Rasa syukur juga dirasakan Ayu (30), seorang ibu dengan dua anak balita penyandang DM tipe 1. Sama dengan Via, awal mulanya Ayu juga bingung dan khawatir bagaimana cara merawat anaknya. Kedua anaknya, Alif (4) dan Bianca (2), masih berusia sangat dini. Ditambah lagi suami Ayu sebagai pekerja lepas, membuat perekonomian keluarga Ayu sangat pas-pasan.
Di tengah kekalutan hati mendapati kedua anaknya terdiagnosis DM, Ayu tergerak untuk mencari komunitas anak penyandang DM di sejumlah media sosial. Setelah beberapa hari, pencarian Ayu berlabuh ketika ia menemukan Ikadar di media Facebook. Saat itu juga Ayu mengajukan permohonan bergabung di grup tersebut.

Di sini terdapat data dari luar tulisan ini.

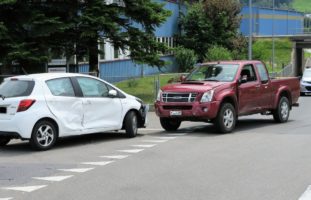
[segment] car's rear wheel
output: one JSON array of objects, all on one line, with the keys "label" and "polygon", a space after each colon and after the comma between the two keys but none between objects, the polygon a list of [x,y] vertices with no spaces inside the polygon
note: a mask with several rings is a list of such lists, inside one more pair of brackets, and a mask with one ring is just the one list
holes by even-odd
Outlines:
[{"label": "car's rear wheel", "polygon": [[48,120],[42,120],[34,126],[30,144],[36,150],[48,150],[55,144],[57,137],[55,125]]},{"label": "car's rear wheel", "polygon": [[124,119],[124,128],[127,137],[132,138],[137,135],[138,121],[135,112],[130,111],[129,113],[126,114]]},{"label": "car's rear wheel", "polygon": [[280,98],[278,107],[273,112],[273,118],[276,122],[284,123],[287,122],[290,112],[289,100],[283,96]]},{"label": "car's rear wheel", "polygon": [[236,125],[236,113],[231,103],[224,103],[220,107],[218,115],[214,121],[217,130],[221,133],[230,133]]},{"label": "car's rear wheel", "polygon": [[161,117],[160,123],[162,128],[164,128],[166,131],[176,131],[179,128],[181,121],[176,118]]},{"label": "car's rear wheel", "polygon": [[0,137],[0,147],[7,145],[10,142],[11,138]]}]

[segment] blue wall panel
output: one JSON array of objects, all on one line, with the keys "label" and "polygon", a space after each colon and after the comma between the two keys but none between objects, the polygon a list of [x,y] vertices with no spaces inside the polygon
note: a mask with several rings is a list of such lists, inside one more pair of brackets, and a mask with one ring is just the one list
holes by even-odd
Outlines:
[{"label": "blue wall panel", "polygon": [[[269,8],[253,7],[253,35],[295,35],[303,30],[303,13],[288,10],[272,10]],[[249,35],[249,7],[245,6],[241,12],[240,31]]]}]

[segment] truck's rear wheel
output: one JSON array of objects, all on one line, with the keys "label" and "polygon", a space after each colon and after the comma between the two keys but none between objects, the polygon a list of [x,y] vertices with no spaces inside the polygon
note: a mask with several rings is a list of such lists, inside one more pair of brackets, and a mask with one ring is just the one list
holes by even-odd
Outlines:
[{"label": "truck's rear wheel", "polygon": [[273,111],[273,118],[276,122],[284,123],[287,122],[289,117],[289,100],[287,97],[283,96],[279,100],[278,107]]},{"label": "truck's rear wheel", "polygon": [[176,131],[179,128],[181,121],[175,118],[161,117],[160,123],[161,123],[162,128],[164,128],[166,131]]},{"label": "truck's rear wheel", "polygon": [[236,113],[231,103],[222,104],[214,123],[219,132],[232,132],[236,124]]}]

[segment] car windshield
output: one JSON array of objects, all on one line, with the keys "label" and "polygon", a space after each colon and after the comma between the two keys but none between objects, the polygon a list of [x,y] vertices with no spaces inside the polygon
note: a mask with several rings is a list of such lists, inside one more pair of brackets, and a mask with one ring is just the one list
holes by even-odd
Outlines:
[{"label": "car windshield", "polygon": [[238,71],[236,64],[202,65],[192,71],[186,81],[220,81],[231,82]]},{"label": "car windshield", "polygon": [[2,98],[29,96],[34,85],[34,81],[7,80],[0,85],[0,95]]}]

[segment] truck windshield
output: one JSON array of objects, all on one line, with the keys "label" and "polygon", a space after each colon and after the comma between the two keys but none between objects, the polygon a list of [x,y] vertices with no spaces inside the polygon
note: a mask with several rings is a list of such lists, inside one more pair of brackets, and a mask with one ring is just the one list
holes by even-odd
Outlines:
[{"label": "truck windshield", "polygon": [[238,71],[236,64],[202,65],[192,71],[186,81],[220,81],[231,82]]}]

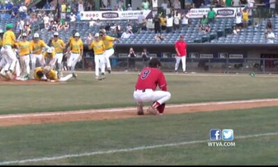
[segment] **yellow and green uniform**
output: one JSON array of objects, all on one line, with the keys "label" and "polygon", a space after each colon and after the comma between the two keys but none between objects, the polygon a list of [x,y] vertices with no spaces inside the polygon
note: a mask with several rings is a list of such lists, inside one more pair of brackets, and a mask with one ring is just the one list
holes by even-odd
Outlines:
[{"label": "yellow and green uniform", "polygon": [[35,42],[34,40],[32,40],[30,42],[30,50],[35,51],[35,52],[33,52],[33,54],[41,54],[42,51],[42,48],[47,47],[47,45],[44,43],[44,42],[42,40],[39,40],[38,42]]},{"label": "yellow and green uniform", "polygon": [[57,41],[55,41],[55,40],[52,40],[51,45],[54,47],[55,51],[56,54],[63,53],[63,49],[61,48],[60,47],[65,47],[64,41],[63,41],[63,40],[61,39],[58,39]]},{"label": "yellow and green uniform", "polygon": [[14,43],[14,41],[16,40],[15,33],[8,30],[4,33],[3,35],[3,46],[4,45],[10,45],[12,46]]},{"label": "yellow and green uniform", "polygon": [[30,54],[30,42],[28,41],[20,41],[17,43],[16,45],[19,49],[19,56],[24,56]]},{"label": "yellow and green uniform", "polygon": [[104,43],[105,46],[105,49],[113,49],[113,47],[114,46],[113,41],[115,40],[115,38],[106,35],[104,39],[102,40],[102,41]]},{"label": "yellow and green uniform", "polygon": [[105,51],[105,45],[102,40],[99,42],[92,41],[91,45],[89,46],[89,49],[93,49],[95,54],[102,54]]},{"label": "yellow and green uniform", "polygon": [[[42,71],[43,71],[43,68],[42,67],[36,67],[35,69],[35,72],[34,72],[34,79],[35,79],[35,80],[37,80],[37,81],[41,81],[42,80],[42,78],[39,77],[38,76],[37,72],[42,72]],[[57,80],[57,72],[54,70],[51,70],[49,73],[46,74],[45,77],[47,79],[49,79],[51,80]]]},{"label": "yellow and green uniform", "polygon": [[70,47],[71,49],[72,53],[81,54],[81,50],[83,50],[82,40],[79,39],[77,41],[76,40],[70,41]]},{"label": "yellow and green uniform", "polygon": [[51,54],[48,54],[47,51],[45,51],[43,55],[42,55],[44,58],[55,58],[55,50],[52,51]]}]

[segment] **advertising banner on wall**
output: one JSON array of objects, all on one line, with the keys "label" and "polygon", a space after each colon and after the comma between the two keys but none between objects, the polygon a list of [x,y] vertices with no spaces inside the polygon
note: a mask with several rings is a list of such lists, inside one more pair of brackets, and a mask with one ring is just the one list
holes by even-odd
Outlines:
[{"label": "advertising banner on wall", "polygon": [[152,17],[151,10],[130,10],[130,11],[86,11],[81,12],[81,20],[100,19],[137,19],[142,13],[145,18]]},{"label": "advertising banner on wall", "polygon": [[[217,14],[216,17],[235,17],[237,8],[219,8],[213,10]],[[192,8],[188,15],[189,18],[202,18],[204,15],[207,16],[209,10],[209,8]]]}]

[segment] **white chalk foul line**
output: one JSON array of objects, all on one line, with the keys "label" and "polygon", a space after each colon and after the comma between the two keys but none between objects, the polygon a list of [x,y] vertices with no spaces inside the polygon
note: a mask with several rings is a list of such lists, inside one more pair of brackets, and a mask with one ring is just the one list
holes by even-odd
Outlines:
[{"label": "white chalk foul line", "polygon": [[[268,136],[275,136],[275,135],[278,135],[278,132],[252,134],[252,135],[247,135],[247,136],[240,136],[236,137],[235,139],[242,139],[242,138]],[[51,157],[42,157],[42,158],[36,158],[36,159],[24,159],[24,160],[2,161],[2,162],[0,162],[0,165],[3,166],[3,165],[9,165],[9,164],[24,164],[24,163],[27,163],[27,162],[55,161],[55,160],[63,159],[66,159],[66,158],[81,157],[86,157],[86,156],[93,156],[93,155],[108,154],[126,152],[132,152],[132,151],[138,151],[138,150],[145,150],[165,148],[165,147],[172,147],[172,146],[179,146],[179,145],[193,145],[193,144],[206,143],[206,142],[209,142],[209,141],[209,141],[209,140],[192,141],[185,141],[185,142],[181,142],[181,143],[167,143],[167,144],[163,144],[163,145],[153,145],[140,146],[140,147],[131,148],[111,150],[107,150],[107,151],[96,151],[96,152],[83,152],[83,153],[79,153],[79,154],[65,154],[65,155]]]},{"label": "white chalk foul line", "polygon": [[[186,107],[186,106],[210,106],[210,105],[222,105],[229,104],[240,104],[240,103],[254,103],[254,102],[265,102],[278,101],[277,99],[263,99],[263,100],[236,100],[227,102],[203,102],[203,103],[193,103],[193,104],[170,104],[167,108],[175,107]],[[96,109],[88,111],[62,111],[62,112],[49,112],[49,113],[24,113],[24,114],[8,114],[0,116],[0,119],[5,118],[17,118],[26,117],[41,117],[41,116],[54,116],[62,115],[73,115],[81,113],[105,113],[105,112],[121,112],[127,111],[136,110],[135,107],[129,108],[115,108],[108,109]]]}]

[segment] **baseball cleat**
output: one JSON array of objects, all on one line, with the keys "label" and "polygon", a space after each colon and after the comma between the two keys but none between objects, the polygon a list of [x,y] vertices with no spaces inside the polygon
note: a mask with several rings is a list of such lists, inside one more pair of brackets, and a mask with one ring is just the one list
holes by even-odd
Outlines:
[{"label": "baseball cleat", "polygon": [[137,103],[137,115],[138,115],[138,116],[144,115],[143,103],[142,102]]},{"label": "baseball cleat", "polygon": [[6,76],[8,77],[8,79],[13,79],[13,74],[10,70],[8,70],[6,72]]},{"label": "baseball cleat", "polygon": [[74,77],[75,79],[76,79],[77,74],[76,74],[74,72],[72,72],[72,77]]},{"label": "baseball cleat", "polygon": [[149,108],[147,110],[150,114],[152,115],[156,115],[157,111],[156,109],[152,108],[152,106],[149,106]]}]

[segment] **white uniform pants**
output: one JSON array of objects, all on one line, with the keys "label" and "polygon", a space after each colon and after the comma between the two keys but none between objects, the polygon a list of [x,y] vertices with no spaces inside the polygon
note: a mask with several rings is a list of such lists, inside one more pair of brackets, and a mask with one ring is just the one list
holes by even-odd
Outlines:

Tak berselang lama, Arif yang juga admin grup Ikadar di media sosial itu langsung menghubungi Ayu. Saat itu juga Ayu merasa sangat bersyukur dapat bertemu Arif. ”Pas di Facebook, ketemu Ikadar, masuk langsung di-japri Pak Arif. Ya Allah, saya kok bisa ketemu Pak Arif. Sebuah keajaiban,” ujar Ayu.
Baca juga : BPJS Tali Pertolongan Penyandang Diabetes
Bagi Ayu, sosok Arif sangat membantu hidupnya. Arif setiap saat setia menanggapi pertanyaan-pertanyaan Ayu terkait perawatan anaknya. Ketika pertama kali hendak kontrol dari rumah Ayu di Cibinong ke RSCM, Arif memberikan arahan naik transportasi umum apa saja. Arif juga membantu mendaftarkan Alif dan Bianca sebagai salah satu penerima alat cek gula darah dari Changing Diabetes in Children (CDiC).
Dari sosok yang semula merasa hancur dan hampir putus asa, Muhammad Arif Novianto menjelma menjadi mata air di tengah kekeringan bagi keluarga-keluarga yang sedang belajar hidup bersama DM tipe 1. Dengan penuh ketulusan, Arif berbagi pengalaman, pengetahuan, dan dukungan emosional bagi mereka yang membutuhkan.
Menurut Arif, banyak orangtua merasa terbebani dan miskin ketika merawat anaknya yang menderita DM tipe 1. Awalnya, ia pun merasa begitu. Namun, setelah belajar bersikap ikhlas, ia bisa menerima dan menjalani semuanya dengan baik.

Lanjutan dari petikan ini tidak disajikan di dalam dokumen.